The Electoral College is still necessaryBy Sarah Howard | 11/21/2016 9:48am
CW / Kylie Cowden
The Electoral College is a constitutional institution, even though it is not necessarily named as such. It was originally outlined in Article II, Section 1 of the constitution and the process was later updated through the addition of the Twelfth Amendment. Our Founding Fathers believed that the Electoral College was a process vital to the survival of our country, and I agree. In order to explain and outline the intention behind each element of the Constitution, John Jay, James Madison and now-pop culture icon Alexander Hamilton wrote several essays titled “The Federalist Papers.” Number 68, likely written by Hamilton himself, goes into explicit detail regarding the purpose of delegated electors casting votes rather than a popular election. One of the most important reasons was to prevent a corrupt president from taking office, ensuring that the electors would be a small group of people without any government position, minimizing the possibilities for a president to ask for re-election as a quid pro quo.
The significance of the Electoral College is furthered by understanding that a candidate who can earn the vote of multiple states, each with their own personality, was more practical than one who pandered solely to a large populous area.
Alexander Hamilton wanted to create a system where the president was elected by the people, but not directly. This is one of the most vital differences in a complete democracy and the representative republic that the United States of America truly is. The concept of a popular vote that defines a democracy is one that might seem fair, and Hillary Clinton’s win over the popular vote has sparked an outrage due to perceived injustice caused by the current electoral process.
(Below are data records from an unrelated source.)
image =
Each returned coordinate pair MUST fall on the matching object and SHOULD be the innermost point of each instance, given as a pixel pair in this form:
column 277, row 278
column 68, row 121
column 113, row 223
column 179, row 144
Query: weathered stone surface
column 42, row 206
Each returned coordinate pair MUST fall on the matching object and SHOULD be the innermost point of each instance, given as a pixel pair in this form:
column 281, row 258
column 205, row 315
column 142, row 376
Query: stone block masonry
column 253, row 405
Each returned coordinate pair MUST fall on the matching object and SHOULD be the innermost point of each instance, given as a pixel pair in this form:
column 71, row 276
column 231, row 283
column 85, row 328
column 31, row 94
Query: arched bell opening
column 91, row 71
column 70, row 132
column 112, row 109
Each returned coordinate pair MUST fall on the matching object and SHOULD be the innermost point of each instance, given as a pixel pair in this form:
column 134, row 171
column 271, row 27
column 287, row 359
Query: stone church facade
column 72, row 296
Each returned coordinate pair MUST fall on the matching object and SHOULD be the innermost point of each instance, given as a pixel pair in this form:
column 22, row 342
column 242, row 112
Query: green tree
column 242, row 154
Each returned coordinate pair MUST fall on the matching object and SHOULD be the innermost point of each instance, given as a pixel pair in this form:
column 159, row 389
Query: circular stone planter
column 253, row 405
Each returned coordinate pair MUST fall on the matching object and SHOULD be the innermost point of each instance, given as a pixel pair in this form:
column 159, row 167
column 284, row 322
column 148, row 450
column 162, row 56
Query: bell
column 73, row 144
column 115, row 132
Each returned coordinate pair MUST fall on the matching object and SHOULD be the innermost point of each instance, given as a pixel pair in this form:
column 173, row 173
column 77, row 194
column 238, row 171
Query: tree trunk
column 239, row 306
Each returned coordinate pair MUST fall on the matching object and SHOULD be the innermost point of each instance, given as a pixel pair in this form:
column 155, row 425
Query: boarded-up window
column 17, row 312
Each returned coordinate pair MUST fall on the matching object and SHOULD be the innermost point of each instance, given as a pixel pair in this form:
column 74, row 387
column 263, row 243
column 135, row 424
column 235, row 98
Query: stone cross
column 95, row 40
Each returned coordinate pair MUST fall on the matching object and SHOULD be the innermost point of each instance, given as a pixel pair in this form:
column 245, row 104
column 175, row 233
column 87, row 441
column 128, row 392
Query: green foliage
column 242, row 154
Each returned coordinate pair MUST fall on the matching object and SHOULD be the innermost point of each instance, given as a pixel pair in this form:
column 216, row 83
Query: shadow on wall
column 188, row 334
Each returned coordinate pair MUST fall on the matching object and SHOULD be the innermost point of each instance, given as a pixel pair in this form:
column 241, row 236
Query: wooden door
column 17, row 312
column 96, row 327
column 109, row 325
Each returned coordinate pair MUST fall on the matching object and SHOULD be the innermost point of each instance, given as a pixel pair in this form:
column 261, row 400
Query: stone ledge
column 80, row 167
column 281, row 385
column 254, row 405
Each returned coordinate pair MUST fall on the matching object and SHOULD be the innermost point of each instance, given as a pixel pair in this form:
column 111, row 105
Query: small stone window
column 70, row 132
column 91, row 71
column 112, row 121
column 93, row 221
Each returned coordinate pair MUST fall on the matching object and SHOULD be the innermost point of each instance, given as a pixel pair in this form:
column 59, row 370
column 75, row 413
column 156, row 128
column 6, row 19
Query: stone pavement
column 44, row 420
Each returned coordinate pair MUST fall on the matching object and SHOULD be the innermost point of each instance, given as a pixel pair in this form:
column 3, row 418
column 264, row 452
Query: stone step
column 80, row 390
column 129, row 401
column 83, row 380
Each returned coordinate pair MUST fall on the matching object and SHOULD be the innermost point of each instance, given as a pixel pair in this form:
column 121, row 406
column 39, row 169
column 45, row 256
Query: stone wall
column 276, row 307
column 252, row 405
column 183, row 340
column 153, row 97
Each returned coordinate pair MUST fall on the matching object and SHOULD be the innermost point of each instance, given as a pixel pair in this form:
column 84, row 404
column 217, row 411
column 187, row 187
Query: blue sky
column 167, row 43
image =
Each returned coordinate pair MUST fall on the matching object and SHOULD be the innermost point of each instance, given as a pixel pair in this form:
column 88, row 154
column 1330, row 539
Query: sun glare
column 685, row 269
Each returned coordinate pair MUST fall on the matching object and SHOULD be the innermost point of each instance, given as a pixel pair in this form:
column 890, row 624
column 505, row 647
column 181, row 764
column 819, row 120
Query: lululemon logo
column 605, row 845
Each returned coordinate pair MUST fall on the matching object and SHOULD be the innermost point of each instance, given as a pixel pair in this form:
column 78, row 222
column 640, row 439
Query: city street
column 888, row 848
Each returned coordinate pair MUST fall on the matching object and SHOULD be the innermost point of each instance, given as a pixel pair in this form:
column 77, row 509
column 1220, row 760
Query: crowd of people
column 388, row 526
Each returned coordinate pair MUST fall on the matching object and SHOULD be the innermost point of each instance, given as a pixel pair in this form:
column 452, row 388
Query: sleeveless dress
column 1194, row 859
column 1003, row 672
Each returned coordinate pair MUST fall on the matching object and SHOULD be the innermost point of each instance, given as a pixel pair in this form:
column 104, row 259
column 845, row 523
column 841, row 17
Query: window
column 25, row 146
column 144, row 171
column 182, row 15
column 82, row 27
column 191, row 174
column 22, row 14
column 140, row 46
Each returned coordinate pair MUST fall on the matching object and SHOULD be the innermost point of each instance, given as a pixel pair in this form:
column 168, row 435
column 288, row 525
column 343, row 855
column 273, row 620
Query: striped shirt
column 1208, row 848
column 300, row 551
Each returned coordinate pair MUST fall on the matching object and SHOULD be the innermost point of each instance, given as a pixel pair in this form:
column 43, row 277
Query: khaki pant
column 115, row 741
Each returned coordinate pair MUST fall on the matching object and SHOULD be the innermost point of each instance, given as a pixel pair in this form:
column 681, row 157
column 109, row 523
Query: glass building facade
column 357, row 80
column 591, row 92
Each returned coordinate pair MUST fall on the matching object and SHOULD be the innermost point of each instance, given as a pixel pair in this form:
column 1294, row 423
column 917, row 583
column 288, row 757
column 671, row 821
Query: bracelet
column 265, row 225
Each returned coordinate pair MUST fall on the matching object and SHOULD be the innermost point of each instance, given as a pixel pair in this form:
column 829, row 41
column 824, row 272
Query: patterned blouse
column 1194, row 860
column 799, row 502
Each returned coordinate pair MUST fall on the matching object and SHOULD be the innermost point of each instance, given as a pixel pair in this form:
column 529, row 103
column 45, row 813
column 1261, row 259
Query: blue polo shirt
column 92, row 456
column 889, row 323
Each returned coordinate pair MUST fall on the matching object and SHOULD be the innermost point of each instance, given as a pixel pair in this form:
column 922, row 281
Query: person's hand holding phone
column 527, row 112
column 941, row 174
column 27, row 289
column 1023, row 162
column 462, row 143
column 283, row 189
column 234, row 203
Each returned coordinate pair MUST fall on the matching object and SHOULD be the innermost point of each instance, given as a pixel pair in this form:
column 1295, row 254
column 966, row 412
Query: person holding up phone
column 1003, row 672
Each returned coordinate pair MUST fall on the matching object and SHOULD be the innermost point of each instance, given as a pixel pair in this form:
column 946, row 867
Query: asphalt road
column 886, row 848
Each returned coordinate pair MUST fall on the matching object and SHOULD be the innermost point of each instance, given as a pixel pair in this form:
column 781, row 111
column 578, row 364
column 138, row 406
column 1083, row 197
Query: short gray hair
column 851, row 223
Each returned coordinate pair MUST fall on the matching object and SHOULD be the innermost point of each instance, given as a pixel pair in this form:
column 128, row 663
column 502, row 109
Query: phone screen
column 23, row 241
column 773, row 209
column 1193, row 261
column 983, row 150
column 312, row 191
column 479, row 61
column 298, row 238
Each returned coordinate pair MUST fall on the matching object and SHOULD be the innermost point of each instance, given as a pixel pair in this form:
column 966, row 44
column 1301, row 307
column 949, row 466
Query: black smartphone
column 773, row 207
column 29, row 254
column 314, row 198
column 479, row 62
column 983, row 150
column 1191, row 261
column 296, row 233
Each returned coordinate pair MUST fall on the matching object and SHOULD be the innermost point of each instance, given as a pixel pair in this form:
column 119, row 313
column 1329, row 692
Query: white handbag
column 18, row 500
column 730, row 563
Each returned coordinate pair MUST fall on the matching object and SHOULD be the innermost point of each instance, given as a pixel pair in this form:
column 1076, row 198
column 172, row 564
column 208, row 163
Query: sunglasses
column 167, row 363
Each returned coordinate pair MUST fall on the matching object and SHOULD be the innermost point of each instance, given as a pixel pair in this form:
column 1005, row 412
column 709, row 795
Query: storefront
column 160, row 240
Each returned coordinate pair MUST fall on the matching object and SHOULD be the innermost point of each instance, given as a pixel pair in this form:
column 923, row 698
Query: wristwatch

I was surprised as any about Donald Trump’s election to the presidency; the polls had been in Clinton’s favor for weeks. I believe that the polls were off because of the social stigma in existence across the country for people that supported Trump. To be vocal about supporting Trump meant accepting that you would be called a racist, xenophobe or bigot. When asked directly about their position on a presidential candidate, it cannot be denied that people respond differently than they did in the privacy of a voting booth.
The logic behind Trump’s eventual election is for a different day, but for now I want to say that without the Electoral College it is possible that Hillary Clinton still would not have won the presidency. When a person resides in a state that has historically sided with one party overwhelmingly, their individual vote might feel “wasted” to the point where it is not worth their time to even cast a ballot. In a government system sans-electors, a vote from any state holds the exact same weight and there could very well be larger voter turnout as well. Trump supporters in “blue” states might have avoided voting in this election and if they hadn’t, the popular vote might have ended up in his favor as well.
I am in no way saying that the popular vote is unbiased compared to our current process, rather I am saying the exact opposite. A president who merely needs to reach a majority of citizens would only need to visit high-population areas, typically urban ones with pointedly different interests than those from rural areas. Our government would effectively be elected and controlled by a few certain areas and the rest could be ignored for all practical purposes. Our country was founded on the voices of the many and since day one the Electoral College has served in this specific interest.
Sarah Howard is a junior majoring in chemistry. Her column runs biweekly.